Birdsong Analysis and Species Identification with Machine Learning

December 2, 2025 - 7 mins read

Abstract

In ecology, identification of species is necessary in order to determine the composition of habitats, biodiversity, and the health of ecosystems. However, identification can be a difficult process due to the need for frequent field observations and the existence of visually similar species. In this respect, machine learning offers many benefits for the field of ecology through classification. For the identification of birds, audio analysis can be used to simplify the process by using their unique calls as identifiable features. With the use of citizen science recordings, this experiment shows how analyzing spectrograms of audio data can be used to identify birds from field recordings.

Introduction

Species composition is an important aspect of ecology used to measure the health of an ecosystem and how it changes over time. The composition of an ecosystem is determined through routine field observations and cataloging the types of organisms present.

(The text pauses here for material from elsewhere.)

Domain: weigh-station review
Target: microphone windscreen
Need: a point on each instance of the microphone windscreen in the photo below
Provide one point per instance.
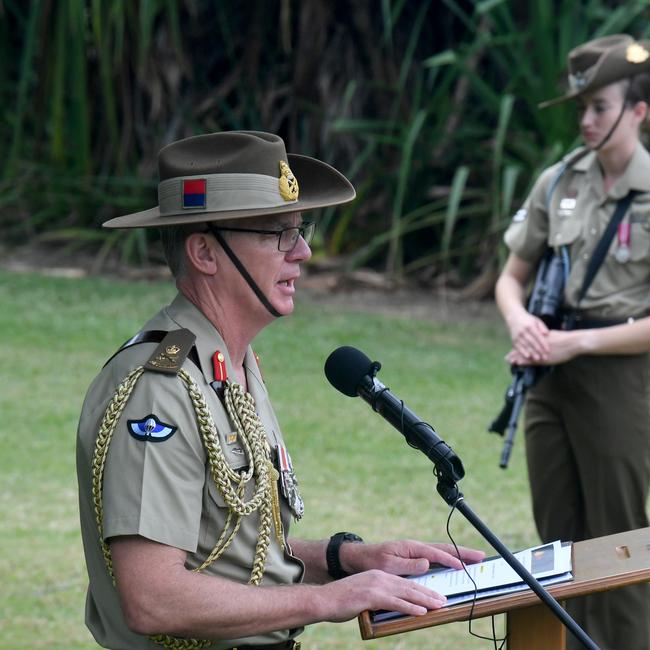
(345, 368)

Determining the composition of bird species in a habitat can be done through visual observations, but another option is to use audio recordings and distinguishing a species by its unique song or call. However, the process of identifying a bird by listening to its sounds can be difficult and time-consuming. Despite this, audio identification has some benefits over visual identification in that it can be easier to obtain audio data than visual data, and it has the potential to be automated through audio recordings. Audio records can be obtained from a habitat, which can then be processed and classified without the need for a field observation.

With the use of audio recordings of bird songs and machine learning algorithms, it would be possible to classify and identify a species of bird through its vocalizations. The model could be used to track migration habits, or act as an early-warning system to detect non-native birds entering a habitat. Classification of citizen science recordings of bird calls can also be aided with this model to improve the data available for birds.

Through the use of audio feature extraction from spectrogram analysis, it is shown that this approach can be used for bird identification through field recordings.

Dataset

The dataset used for this experiment was the Xeno-Canto wildlife sounds repository hosted by the Xeno-canto Foundation¹. This dataset was chosen due to its large quantity of bird audio data, as well as the ability to filter data based on its quality. Audio data from Xeno-Canto can also be classified as belonging to multiple species, which makes it more realistic to recording obtained from a field observation.

The scope of the dataset was limited to 100 birds most commonly found in the eastern United States. For training the model, 25 birds were selected from this set, containing 21 Passerine birds, 2 Piciform birds, 1 Strigiform bird, and 1 Gruiform bird. 100 audio samples were selected at random from the Xeno-Canto dataset for each of the 25 birds, for a total of 2500 samples. As a result, there was no class imbalance in this dataset at the species level. However, there is a class imbalance at the family level, as most samples in this dataset belong to Passerine birds.

Data from Xeno-Canto was limited to recordings made in the United States that were at most 90 seconds long, had a quality score of ‘A’ or ‘B’, and had a sample rate of at least 22.05kHz.

The iNaturalist Sounds Dataset compiled by Chasmai et al. [2024]² was also used in this project, but data from Xeno-Canto was used primarily, as samples from iNaturalist Sounds were often noisy and the dataset was larger, having data for species outside the scope of the project. This dataset was used for data exploration, producing visualizations of audio file spectrograms.

Data Processing

Audio files in the dataset were first loaded using librosa and down sampled to 22.05kHz if the sample rate of the file was too large. After down sampling, a mel-scaled spectrogram was obtained from each file, which was used as a feature for model training. Mel-frequency cepstral coefficients (MFCCs) were derived from the mel spectrogram and included in the feature set. Both of these metrics measure the intensity of frequencies at certain points throughout the audio file.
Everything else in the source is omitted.